Mercedes-AMG G 63 4x4 wird zum opulenten 850-PS-Offroader
Für diesen Umbau namens Gronos ist der Tuner Mansory verantwortlich ...
Der AMG G 63 4x4 ist bereits als Serienmodell eines der ausgefallensten Modelle, das Mercedes derzeit verkauft. Aber Mansory muss immer noch einen draufsetzen. Das Ergebnis heißt Gronos 4x4 und wurde innen wie außen vollständig individualisiert. Und trotz der bullig-kastigen Optik soll die Aerodynamik so verbessert worden sein. Okay.
Zu den Änderungen am Exterieur gehören – neben dem offensichtlichen Carbon-Bodykit – vier zusätzliche Scheinwerfer über der Windschutzscheibe, eine Reserveradabdeckung aus Kohlefaser am Heck und mehr Lüftungsöffnungen, als wir je an einer G-Klasse für möglich gehalten hätten. Der Dachkantenspoiler unterscheidet diesen wilden Bau weiter vom "normalen" AMG G 63 4x4. Ebenso wie der hintere Stoßfängerschutz.

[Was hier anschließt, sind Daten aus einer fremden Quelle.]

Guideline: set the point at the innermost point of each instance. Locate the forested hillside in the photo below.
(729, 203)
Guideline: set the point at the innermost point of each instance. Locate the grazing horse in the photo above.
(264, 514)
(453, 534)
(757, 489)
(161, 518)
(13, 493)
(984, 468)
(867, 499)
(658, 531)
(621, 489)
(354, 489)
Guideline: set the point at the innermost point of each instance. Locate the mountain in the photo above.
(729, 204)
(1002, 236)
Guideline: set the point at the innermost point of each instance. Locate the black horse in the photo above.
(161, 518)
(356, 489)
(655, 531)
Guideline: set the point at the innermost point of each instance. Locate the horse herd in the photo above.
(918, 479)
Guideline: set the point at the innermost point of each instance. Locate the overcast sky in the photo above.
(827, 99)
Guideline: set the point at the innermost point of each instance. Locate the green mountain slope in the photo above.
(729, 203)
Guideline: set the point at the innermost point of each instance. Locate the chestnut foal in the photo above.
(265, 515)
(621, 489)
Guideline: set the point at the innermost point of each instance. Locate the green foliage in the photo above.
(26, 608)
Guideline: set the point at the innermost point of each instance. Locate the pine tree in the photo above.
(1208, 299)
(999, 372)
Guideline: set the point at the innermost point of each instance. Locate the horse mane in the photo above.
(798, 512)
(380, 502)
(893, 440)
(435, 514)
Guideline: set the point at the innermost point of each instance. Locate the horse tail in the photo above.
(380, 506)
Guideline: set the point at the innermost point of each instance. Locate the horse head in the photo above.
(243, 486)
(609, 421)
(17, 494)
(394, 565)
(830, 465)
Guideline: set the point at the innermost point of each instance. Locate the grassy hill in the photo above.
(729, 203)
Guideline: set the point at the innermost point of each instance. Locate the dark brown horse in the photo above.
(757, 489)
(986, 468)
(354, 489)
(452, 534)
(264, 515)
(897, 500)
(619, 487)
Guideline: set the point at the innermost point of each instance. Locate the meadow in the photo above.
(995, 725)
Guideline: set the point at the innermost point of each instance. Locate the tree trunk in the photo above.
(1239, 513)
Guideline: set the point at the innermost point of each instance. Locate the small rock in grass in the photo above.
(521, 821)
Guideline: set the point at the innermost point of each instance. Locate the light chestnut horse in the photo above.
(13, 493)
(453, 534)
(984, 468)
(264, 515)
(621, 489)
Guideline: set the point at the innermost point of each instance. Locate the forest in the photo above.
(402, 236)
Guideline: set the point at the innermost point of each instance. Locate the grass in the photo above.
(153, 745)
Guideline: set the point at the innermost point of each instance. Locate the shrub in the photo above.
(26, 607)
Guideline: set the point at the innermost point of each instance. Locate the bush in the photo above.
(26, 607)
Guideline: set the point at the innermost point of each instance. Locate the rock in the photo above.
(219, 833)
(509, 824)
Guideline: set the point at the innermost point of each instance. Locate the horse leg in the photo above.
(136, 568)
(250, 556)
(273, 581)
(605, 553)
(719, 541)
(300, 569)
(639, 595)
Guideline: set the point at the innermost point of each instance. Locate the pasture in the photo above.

Carbon wurde im gesamten Exterieur ausgiebig verwendet und bedeckt die Seitenspiegelkappen, die Sockel für die Blinker, die Lufteinlässe und die Radkästen.
Bildergalerie: Mercedes-AMG G 63 4x4 von Mansory
Optional mit Panzerung erhältlich, fährt der verrückte Mercedes-AMG von Mansory auf geschmiedeten 22-Zoll-Rädern mit geländegängigen Pirelli-Reifen der Dimension 325/55 R22 an beiden Achsen. Im Inneren der weiß-blauen Lederkabine ist der Start-Stopp-Knopf in den Dachhimmel gezogen, während im Fond zwei Einzelsitze stehen, die durch eine durchgehende Mittelkonsole getrennt sind. Hunderte von LEDs sind in die Türverkleidungen eingelassen, um einen farbenfrohen Sternenhimmel-Effekt zu erzeugen.
Es wäre kein komplettes Tuning-Paket ohne Änderungen unter der Motorhaube, wo der 4,0-Liter-Twin-Turbo-Motor zu Hause ist. Der V8 wurde so bearbeitet, dass er satte 850 PS und 1.000 Newtonmeter Drehmoment liefert und den Sprint von 0 auf 100 km/h in nur 4,5 Sekunden schafft. Bei freier Piste erreicht der von Mansory aufgerüstete AMG G 63 4x4 eine elektronisch abgeregelte Höchstgeschwindigkeit von 210 km/h.
Der Preis wird nicht genannt, aber da nur 10 Exemplare geplant sind und das Spenderfahrzeug mit seinen Portalachsen schon über 300.000 Euro kostet, ist der Gronos 4x4 wahrscheinlich nicht gerade günstig.